For each ball, it can go to one of the \(k\) boxes, i.e., there are \(k\) distinct options. As a result, consider all \(n\) distinct balls, the number of ways is

\[k^n\]

Exercise¶

How many ways are there to deal hands of 2 cards to each of 5 players from a deck containing 52 cards?

solution

In this case, cards are distinct balls and players are distinct boxes. Since there are \(52-5\times2=42\) cards left, we can think that there is an 6-th player who gets that 42 cards. Note that the permutation of the 5 hands of 2 cards only happen to the first 5 players. Applying the formula gives

\[\frac{52!}{2!2!2!2!2!42!} \cdot \frac{1}{5!} \cdot (6-1)!\]

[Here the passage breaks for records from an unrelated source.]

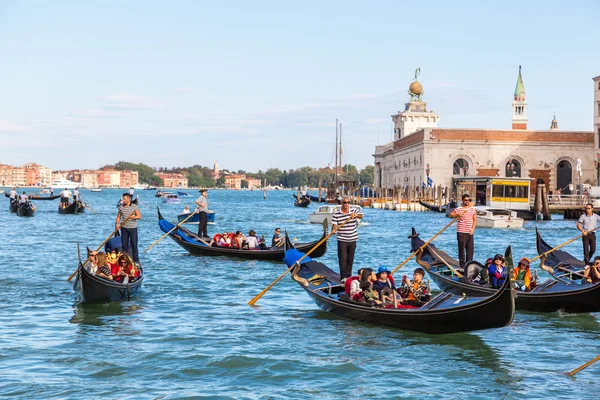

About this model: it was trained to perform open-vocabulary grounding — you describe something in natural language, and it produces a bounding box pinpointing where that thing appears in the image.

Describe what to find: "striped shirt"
[455,207,476,233]
[331,208,362,242]
[119,204,139,229]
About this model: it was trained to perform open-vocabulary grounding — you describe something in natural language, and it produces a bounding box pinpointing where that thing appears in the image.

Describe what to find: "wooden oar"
[67,211,135,282]
[567,356,600,377]
[529,226,600,262]
[248,218,354,306]
[142,213,197,254]
[390,218,457,275]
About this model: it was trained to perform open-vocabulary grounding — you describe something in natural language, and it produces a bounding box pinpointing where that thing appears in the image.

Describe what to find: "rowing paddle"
[529,226,600,262]
[67,211,135,282]
[248,212,354,306]
[142,213,197,253]
[390,218,457,275]
[567,356,600,377]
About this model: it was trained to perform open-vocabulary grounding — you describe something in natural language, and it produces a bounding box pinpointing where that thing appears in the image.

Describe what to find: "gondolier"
[450,194,477,268]
[115,193,142,265]
[331,197,364,282]
[196,189,208,237]
[577,203,600,264]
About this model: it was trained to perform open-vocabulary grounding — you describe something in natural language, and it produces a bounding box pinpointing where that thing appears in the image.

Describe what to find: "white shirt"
[246,236,259,249]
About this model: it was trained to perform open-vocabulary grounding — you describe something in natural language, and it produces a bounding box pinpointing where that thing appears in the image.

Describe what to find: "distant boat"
[51,179,80,190]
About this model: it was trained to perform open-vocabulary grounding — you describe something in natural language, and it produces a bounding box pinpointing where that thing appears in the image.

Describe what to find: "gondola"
[292,194,327,203]
[294,195,310,208]
[419,200,446,213]
[58,200,85,214]
[27,194,60,201]
[409,228,600,313]
[17,201,35,217]
[158,209,327,261]
[73,246,144,303]
[177,210,215,224]
[285,246,515,334]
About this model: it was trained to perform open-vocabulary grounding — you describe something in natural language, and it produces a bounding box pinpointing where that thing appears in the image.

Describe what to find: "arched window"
[452,158,469,176]
[505,158,521,178]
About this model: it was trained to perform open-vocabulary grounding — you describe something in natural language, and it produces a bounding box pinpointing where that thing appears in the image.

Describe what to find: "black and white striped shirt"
[119,204,139,229]
[331,207,360,242]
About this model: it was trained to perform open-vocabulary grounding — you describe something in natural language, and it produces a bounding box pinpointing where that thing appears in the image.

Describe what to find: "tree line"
[105,161,374,188]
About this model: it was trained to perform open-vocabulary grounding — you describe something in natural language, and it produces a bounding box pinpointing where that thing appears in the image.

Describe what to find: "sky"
[0,0,600,171]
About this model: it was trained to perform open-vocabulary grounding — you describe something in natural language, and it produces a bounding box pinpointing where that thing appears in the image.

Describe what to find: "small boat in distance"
[308,204,362,225]
[473,206,523,228]
[160,192,181,204]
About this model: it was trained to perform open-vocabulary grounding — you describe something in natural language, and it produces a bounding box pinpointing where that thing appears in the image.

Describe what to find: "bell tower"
[512,65,527,130]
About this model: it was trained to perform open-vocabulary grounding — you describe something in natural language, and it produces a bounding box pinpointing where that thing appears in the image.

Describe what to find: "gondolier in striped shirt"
[450,194,477,268]
[331,197,364,282]
[115,193,142,265]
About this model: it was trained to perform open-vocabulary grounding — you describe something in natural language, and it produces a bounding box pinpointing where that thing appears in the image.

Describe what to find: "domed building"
[373,67,600,208]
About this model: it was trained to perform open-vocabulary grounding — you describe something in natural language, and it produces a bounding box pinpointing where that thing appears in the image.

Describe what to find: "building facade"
[155,172,188,188]
[373,68,600,193]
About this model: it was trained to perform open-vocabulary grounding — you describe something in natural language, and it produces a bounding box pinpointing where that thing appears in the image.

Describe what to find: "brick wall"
[477,168,500,176]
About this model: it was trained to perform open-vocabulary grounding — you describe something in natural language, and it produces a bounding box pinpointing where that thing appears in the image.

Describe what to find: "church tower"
[512,65,527,130]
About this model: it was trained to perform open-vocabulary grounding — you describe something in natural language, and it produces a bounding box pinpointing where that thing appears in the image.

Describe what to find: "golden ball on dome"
[408,81,423,95]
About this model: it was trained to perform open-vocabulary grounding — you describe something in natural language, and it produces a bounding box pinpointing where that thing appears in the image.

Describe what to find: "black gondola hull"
[58,201,85,214]
[17,203,35,217]
[286,256,515,334]
[158,210,327,261]
[73,266,144,303]
[411,228,600,313]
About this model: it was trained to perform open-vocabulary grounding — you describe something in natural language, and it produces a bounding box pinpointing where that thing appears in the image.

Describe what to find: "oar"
[67,211,135,282]
[390,218,457,275]
[529,226,600,262]
[567,356,600,377]
[248,218,351,306]
[142,213,197,254]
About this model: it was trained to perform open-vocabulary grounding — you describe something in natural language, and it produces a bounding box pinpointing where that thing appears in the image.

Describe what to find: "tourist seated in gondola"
[399,268,431,307]
[110,253,133,283]
[246,229,259,250]
[358,268,381,305]
[513,257,531,291]
[19,192,29,205]
[373,265,402,303]
[583,256,600,283]
[232,231,248,250]
[488,254,506,289]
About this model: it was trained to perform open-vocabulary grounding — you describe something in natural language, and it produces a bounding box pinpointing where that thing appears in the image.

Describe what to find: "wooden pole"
[390,218,457,275]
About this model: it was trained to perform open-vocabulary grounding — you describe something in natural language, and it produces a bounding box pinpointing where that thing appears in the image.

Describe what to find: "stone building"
[373,67,600,193]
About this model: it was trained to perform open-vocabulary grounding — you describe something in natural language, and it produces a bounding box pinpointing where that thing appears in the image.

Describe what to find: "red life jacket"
[344,276,360,296]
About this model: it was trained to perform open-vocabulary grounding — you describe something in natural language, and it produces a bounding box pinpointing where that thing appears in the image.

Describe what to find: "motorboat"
[474,206,523,228]
[308,204,362,225]
[160,192,181,204]
[51,179,80,191]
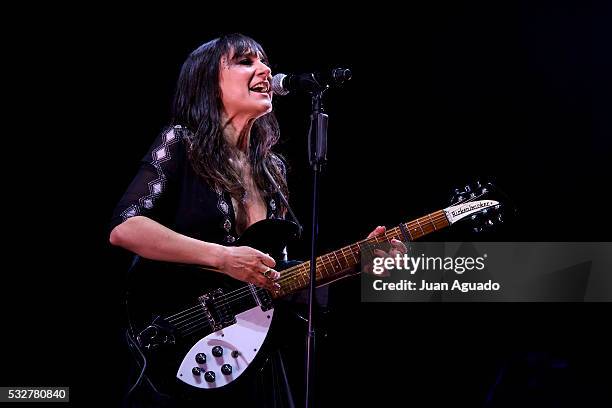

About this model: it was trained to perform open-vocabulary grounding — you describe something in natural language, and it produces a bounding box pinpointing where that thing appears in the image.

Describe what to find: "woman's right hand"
[219,246,280,291]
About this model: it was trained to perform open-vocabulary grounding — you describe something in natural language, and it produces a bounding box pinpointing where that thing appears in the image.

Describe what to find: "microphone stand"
[306,85,329,408]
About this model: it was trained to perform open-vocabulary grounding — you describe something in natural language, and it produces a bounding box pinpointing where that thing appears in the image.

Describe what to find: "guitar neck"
[273,210,450,298]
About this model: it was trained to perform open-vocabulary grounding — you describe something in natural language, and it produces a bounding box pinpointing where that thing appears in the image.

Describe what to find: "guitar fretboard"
[273,210,449,298]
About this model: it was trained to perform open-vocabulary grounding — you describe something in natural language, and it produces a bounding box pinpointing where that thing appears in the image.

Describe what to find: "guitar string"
[166,195,481,321]
[161,197,492,335]
[166,210,445,321]
[168,214,446,328]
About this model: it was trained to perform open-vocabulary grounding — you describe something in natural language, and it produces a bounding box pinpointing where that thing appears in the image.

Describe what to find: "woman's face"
[219,52,272,118]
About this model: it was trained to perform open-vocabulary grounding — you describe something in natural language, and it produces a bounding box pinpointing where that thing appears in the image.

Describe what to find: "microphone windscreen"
[272,74,289,96]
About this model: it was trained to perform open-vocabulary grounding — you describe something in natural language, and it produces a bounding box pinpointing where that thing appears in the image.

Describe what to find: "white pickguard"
[176,306,274,388]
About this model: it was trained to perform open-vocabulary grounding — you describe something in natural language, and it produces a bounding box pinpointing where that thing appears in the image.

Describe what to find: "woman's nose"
[257,61,272,78]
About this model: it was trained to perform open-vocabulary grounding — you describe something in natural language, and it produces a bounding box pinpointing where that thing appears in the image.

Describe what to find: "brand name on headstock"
[445,200,499,223]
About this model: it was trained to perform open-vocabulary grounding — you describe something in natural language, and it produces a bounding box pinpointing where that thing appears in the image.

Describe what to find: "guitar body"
[127,183,502,396]
[127,220,297,394]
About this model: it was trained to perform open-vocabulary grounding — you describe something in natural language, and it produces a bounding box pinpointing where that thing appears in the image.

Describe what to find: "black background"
[3,1,612,405]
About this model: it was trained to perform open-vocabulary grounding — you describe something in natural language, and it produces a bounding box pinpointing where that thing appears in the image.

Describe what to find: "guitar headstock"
[444,181,508,232]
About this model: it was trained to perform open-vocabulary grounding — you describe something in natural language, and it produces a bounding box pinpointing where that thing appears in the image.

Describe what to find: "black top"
[111,125,286,244]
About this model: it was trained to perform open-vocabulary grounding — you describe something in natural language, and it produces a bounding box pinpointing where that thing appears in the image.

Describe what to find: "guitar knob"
[204,371,215,382]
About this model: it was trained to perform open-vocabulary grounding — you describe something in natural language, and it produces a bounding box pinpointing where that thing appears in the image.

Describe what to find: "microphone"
[272,68,352,96]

A more straightforward way is

\[C_{52}^2 C_{50}^2 C_{48}^2 C_{46}^2 C_{44}^2\]
How many ways are there to deal hands of 13 cards to each of 4 players from a deck containing 52 cards so that the youngest player gets the queen of spades \(\spadesuit \text{Q}\)?

solution

We can first deal \(\spadesuit \text{Q}\) to the youngest player and then deal the remaining 51 cards. The number of ways is

\[C_{51}^{12} C_{39}^{13} C_{26}^{13} C_{13}^{13}\]

Identical Balls and Identical Boxes¶

The \(n\) balls are all identical (indistinguishable).

Non-empty Boxes¶

Let \(P(n,k)\) where \(n \ge k\) be the number of ways. There are two cases:

At least 1 box has exactly 1 ball. Imagine that we first exclude that box and that ball from analysis so that there are \(n-1\) balls and \(k-1\) boxes left. As a result, the number of ways is \(P(n-1, k-1)\).
All boxes have at least 2 balls. Imagine that we first place 1 ball to each box and then place the \(n-k\) balls. As a result, the number of ways is \(P(n-k, k)\).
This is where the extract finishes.